LONDON: The US Senate has confirmed a Muslim as the US ambassador-at-large for international religious freedom for the first time.
Rashad Hussain, 42, was confirmed by the US Senate last Thursday by an overwhelming majority of 85 to five.
The US Commission on International Religious Freedom hailed Hussain’s appointment, and highlighted his previous role as director for partnerships and global engagement at the National Security Council.
He also previously served as the Obama administration’s special envoy to the Organization of Islamic Cooperation.
USCIRF Chair Nadine Maenza said in a statement: “With his years of knowledge and experience, Ambassador Hussain is well placed to advance the US government’s promotion of international religious freedom.”
Hussain is a devout Muslim and hafiz, meaning he has memorized the entirety of the Qur’an.
An Arabic and Urdu speaker, Hussain’s previous work has included fighting antisemitism in the US, and defending religious minorities in countries with Muslim majorities.
“As a Muslim American, I have seen the impact of bigotry and guilt-by-association tactics used against minority communities, including the message it sends and dangers it poses to young people,” Hussain said in prepared remarks during the October confirmation hearing.
His appointment was welcomed by the US Muslim Public Affairs Council.
MPAC President Salam Al-Marayati said: “Rashad has served our community and country at the highest level of integrity and intelligence.

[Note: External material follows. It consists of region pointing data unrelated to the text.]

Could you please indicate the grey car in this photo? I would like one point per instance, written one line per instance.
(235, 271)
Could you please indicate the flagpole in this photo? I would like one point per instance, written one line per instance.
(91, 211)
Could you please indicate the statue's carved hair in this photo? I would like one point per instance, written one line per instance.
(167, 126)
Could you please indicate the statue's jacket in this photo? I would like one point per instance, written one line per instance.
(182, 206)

Above all, he has served as a mentor and role model to Americans of all backgrounds, sharing with them the importance of public service and serving our country.”
Former religious freedom ambassador Rabbi David Saperstein joined Princeton University professor Robert P. George in supporting Hussain at the time of his confirmation hearing.

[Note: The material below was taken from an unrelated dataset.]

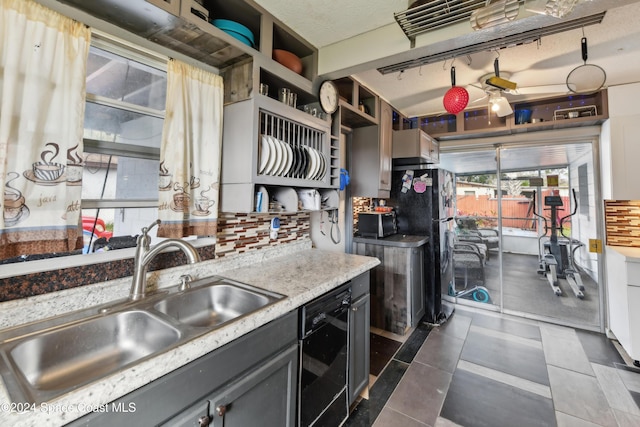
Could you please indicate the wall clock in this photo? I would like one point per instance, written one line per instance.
(328, 95)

They wrote: “Hussain has enormous credibility across a broad range of faith groups, built on years of leadership in efforts for religious freedom.
“His nomination has brought enthusiastic praise from groups ranging from the Southern Baptist Convention’s Ethics and Religious Liberty Commission and the Baptist World Alliance to the American Jewish Committee, the Anti-Defamation League and the Union for Reform Judaism, as well as widespread commendations from the Muslim community.”